Thin-skinned, finicky and temperamental, Pinot Noir is also one of the most rewarding grapes to grow and remains a labor of love for some of the greatest vignerons in Burgundy. Fairly adaptable but highly reflective of the environment in which it is grown, Pinot Noir prefers a cool climate and requires low yields to achieve high quality. Outside of France, outstanding examples come from in Oregon, California and throughout specific locations in wine-producing world. Somm Secret—André Tchelistcheff, California’s most influential post-Prohibition winemaker decidedly stayed away from the grape, claiming “God made Cabernet.
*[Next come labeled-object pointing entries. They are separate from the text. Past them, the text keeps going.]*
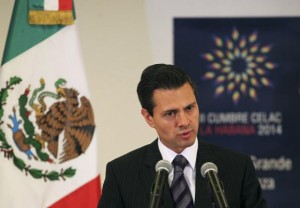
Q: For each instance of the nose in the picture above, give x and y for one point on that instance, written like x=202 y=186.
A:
x=183 y=120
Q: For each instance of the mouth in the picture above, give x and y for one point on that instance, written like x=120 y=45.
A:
x=185 y=134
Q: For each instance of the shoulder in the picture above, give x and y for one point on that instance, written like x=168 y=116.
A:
x=132 y=158
x=221 y=151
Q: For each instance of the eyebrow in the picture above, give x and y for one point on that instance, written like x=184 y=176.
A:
x=175 y=109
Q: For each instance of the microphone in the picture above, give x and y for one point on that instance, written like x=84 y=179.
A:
x=209 y=170
x=163 y=169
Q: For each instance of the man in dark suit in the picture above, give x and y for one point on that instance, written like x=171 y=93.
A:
x=168 y=99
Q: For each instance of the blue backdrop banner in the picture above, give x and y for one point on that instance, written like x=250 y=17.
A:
x=248 y=76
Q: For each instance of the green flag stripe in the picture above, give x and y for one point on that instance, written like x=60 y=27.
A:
x=22 y=36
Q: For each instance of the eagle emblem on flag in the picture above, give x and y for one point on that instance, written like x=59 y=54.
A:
x=51 y=126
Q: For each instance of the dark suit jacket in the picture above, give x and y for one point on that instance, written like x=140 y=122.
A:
x=129 y=179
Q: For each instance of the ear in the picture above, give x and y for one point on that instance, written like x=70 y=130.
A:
x=147 y=117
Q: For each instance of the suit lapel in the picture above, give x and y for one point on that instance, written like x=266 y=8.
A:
x=147 y=173
x=203 y=194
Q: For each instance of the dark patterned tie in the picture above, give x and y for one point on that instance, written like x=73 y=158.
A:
x=179 y=187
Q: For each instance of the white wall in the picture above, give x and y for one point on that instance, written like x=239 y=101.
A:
x=116 y=47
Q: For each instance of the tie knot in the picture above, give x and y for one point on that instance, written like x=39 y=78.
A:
x=180 y=162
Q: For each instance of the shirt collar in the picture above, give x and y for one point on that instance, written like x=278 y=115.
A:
x=190 y=153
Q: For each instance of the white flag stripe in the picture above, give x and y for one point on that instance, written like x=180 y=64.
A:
x=51 y=5
x=46 y=60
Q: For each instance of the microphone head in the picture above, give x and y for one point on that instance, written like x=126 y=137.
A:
x=208 y=166
x=164 y=165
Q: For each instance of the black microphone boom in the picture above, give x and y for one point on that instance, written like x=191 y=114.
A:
x=209 y=170
x=163 y=169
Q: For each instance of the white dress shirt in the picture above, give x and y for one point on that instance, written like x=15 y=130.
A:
x=190 y=154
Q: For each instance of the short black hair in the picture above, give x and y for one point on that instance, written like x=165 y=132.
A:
x=160 y=76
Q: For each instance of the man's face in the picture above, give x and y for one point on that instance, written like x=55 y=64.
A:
x=175 y=117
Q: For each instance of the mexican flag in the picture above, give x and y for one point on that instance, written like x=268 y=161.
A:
x=48 y=144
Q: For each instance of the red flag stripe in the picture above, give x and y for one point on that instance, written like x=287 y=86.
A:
x=65 y=4
x=86 y=196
The Devil made Pinot Noir.”
A vast appellation covering Sonoma County’s Pacific coastline, the Sonoma Coast AVA runs all the way from the Mendocino County border, south to the San Pablo Bay. The region can actually be divided into two sections—the actual coastal vineyards, marked by marine soils, cool temperatures and saline ocean breezes—and the warmer, drier vineyards further inland, which are still heavily influenced by the Pacific but not quite with same intensity.
Contained within the appellation are the much smaller Fort Ross-Seaview and Petaluma Gap AVAs.
The Sonoma Coast is highly regarded for elegant Pinot Noir, Chardonnay, and, increasingly, cool-climate Syrah. The wines have high acidity, moderate alcohol, firm tannin, and balanced ripeness.